Q: That must be tough work – did you grow tired of it?
A: “I started working in the restaurants when I was about 12 or 13. I would get up on the weekends, take a Trailways Bus to Raleigh, and I would work in the restaurants all weekend.”
Q: That sounds like a lot of work for a teenager?
A: “I liked working with my dad, but my dad was pretty old school. He believed in working 100 hour weeks. The restaurant business is really hard work. After I got married and started having kids, it was like my wife was a single parent. I worked from 7 in the morning until 11 at night. I left the house, my kids were sleeping, and I would come home and they would be in bed. I felt like I never saw them. Working in the restaurants could be fun at times, and I met a lot of real nice people, but it is a tough life.”
Q: And your dad eventually got out of the business?
A: “He sold the Barbecue Lodge in 2001. He passed away in 2003.Right now, I am working part-time with a private security company.”
Q: And coaching both football and basketball at Zebulon Middle must take a tremendous amount of time. Is it tough not being there on the campus as a teacher – not being able to see the students in their academic surroundings?
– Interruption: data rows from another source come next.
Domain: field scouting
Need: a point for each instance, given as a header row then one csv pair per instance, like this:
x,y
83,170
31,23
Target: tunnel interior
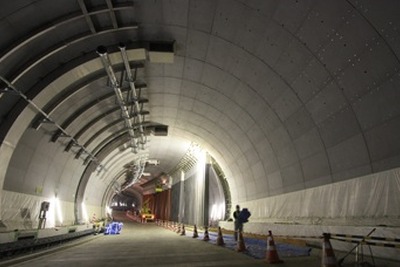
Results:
x,y
288,108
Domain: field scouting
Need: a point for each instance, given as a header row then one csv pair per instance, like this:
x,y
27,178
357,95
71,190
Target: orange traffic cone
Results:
x,y
195,234
183,232
240,246
272,254
328,256
206,237
220,239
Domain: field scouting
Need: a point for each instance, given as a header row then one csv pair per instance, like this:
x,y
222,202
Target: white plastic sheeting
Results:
x,y
370,200
21,211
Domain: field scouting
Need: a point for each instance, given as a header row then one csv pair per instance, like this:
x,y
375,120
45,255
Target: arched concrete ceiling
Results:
x,y
285,95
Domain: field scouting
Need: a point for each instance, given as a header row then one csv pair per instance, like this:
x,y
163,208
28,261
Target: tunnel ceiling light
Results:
x,y
50,120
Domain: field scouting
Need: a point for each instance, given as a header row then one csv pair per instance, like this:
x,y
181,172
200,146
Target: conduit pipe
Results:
x,y
133,90
102,52
50,120
137,174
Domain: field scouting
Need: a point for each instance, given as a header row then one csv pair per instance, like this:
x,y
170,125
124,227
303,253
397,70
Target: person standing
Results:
x,y
238,222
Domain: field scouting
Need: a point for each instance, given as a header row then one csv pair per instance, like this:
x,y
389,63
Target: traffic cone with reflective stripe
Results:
x,y
220,238
206,236
183,232
240,246
328,256
195,234
272,254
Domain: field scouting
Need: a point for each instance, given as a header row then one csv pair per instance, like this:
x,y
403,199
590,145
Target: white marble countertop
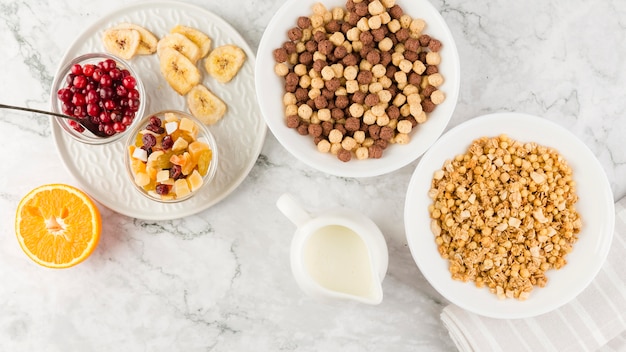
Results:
x,y
220,280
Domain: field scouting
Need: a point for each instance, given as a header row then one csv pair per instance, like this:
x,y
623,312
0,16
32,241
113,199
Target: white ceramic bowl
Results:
x,y
595,206
270,90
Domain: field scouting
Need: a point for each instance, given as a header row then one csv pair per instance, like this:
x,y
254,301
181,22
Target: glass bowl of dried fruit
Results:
x,y
103,92
170,156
A: “It all seems to work out. I have a great working relationship with the principal. She calls me about any discipline problems. The kids believe in the system I have in place and they know that I always have their best interest at heart.”
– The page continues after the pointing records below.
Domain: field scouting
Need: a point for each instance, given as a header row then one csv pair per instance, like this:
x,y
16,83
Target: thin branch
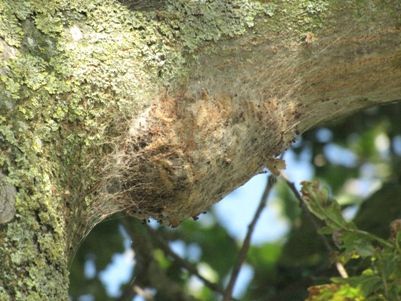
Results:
x,y
339,266
182,262
147,268
245,246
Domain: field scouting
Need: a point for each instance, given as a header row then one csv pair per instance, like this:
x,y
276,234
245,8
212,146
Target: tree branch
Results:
x,y
245,246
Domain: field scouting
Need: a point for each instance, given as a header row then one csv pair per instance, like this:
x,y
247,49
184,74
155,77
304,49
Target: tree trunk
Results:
x,y
160,108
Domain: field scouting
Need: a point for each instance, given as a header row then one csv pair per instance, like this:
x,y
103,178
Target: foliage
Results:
x,y
356,160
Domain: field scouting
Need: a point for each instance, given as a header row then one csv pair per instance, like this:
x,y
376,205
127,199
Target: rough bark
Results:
x,y
159,108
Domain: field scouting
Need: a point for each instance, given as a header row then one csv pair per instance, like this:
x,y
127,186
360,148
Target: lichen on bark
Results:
x,y
156,106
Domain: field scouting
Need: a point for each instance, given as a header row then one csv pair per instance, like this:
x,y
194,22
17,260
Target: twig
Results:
x,y
245,246
182,262
339,266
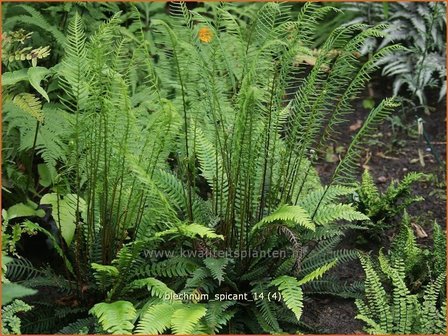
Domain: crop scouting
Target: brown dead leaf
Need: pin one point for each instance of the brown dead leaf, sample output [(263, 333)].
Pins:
[(419, 231), (355, 126)]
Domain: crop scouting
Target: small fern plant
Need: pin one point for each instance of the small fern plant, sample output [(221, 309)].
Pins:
[(398, 311), (383, 207), (207, 145)]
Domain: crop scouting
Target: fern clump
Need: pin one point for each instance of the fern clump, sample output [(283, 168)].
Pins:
[(184, 169), (383, 207), (398, 311)]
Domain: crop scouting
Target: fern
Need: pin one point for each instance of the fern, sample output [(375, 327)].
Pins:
[(116, 317), (10, 321), (291, 292), (400, 312), (155, 319)]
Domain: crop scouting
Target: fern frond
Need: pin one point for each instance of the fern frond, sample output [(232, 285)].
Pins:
[(290, 215), (116, 317), (184, 320), (292, 294)]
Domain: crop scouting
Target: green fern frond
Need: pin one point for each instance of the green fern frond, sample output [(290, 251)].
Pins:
[(292, 294), (184, 320), (156, 319), (332, 212), (290, 215), (11, 323), (343, 173), (81, 326), (156, 287), (30, 104), (217, 267), (116, 317)]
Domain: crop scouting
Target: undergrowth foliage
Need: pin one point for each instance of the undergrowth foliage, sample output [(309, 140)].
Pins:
[(200, 136)]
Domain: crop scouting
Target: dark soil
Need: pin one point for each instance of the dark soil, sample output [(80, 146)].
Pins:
[(391, 154)]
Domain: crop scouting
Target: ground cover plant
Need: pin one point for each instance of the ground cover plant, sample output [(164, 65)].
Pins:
[(170, 162)]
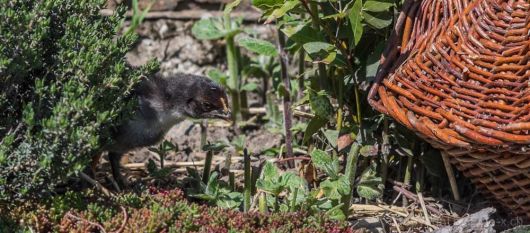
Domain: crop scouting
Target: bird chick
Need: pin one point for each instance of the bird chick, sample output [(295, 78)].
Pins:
[(163, 102)]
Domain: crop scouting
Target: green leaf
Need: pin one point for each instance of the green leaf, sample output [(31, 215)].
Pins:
[(356, 21), (302, 33), (369, 150), (258, 46), (320, 52), (326, 163), (279, 12), (230, 6), (336, 213), (378, 20), (370, 186), (230, 201), (267, 4), (332, 136), (377, 5), (336, 189), (215, 147), (372, 63), (320, 104), (249, 87), (208, 29), (218, 76), (270, 179), (313, 126)]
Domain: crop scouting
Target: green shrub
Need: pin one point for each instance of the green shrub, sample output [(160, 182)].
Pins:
[(64, 84)]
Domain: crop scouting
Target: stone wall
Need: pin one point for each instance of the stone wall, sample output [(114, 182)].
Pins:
[(165, 34)]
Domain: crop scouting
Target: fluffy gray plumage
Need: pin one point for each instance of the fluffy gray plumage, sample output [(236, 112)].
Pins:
[(163, 102)]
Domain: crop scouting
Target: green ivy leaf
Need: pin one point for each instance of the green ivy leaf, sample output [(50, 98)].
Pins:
[(336, 189), (326, 163), (356, 21), (369, 150), (370, 186), (279, 12), (320, 104), (249, 87), (377, 5), (378, 20), (312, 127), (267, 4), (230, 6), (258, 46)]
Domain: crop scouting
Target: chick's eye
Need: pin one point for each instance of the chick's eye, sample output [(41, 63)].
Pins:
[(208, 106)]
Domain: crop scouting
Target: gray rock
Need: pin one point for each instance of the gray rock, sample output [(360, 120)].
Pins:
[(481, 221)]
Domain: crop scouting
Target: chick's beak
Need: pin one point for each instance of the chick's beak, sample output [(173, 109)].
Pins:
[(225, 115)]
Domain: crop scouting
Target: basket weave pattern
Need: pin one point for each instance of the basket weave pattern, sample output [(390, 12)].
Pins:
[(457, 72)]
Q: You have had obvious success as the coach.
A: “In football, we have only lost 10 games in 10 seasons. We have won five conference championships.”
Q: What is your coaching secret? Any sayings you are known for?
A: “I tell them all the time that you have to play with a lot of heart, and you have to play tough to play football. I think the program I have in place is good for morale, and that carries over in the classroom. We talk about life lessons. I tell them everyone makes mistakes – I have made mistakes – but when you fall down, you get back up. They are my kids. Some of them come from tough economic backgrounds. I have brought some of them home on the weekends to have some meals. I have former players who come back to see me all the time.”
Q: It brings to mind legendary UNC basketball coach Dean Smith, who passed away recently. He was known for the care of his players, and how they remained in touch with them, long after they left his program.
A: “I grew up idolizing Dean Smith. I wanted to coach like him. He showed how you can do things the right way. I really care about my players, and I think they can see that.”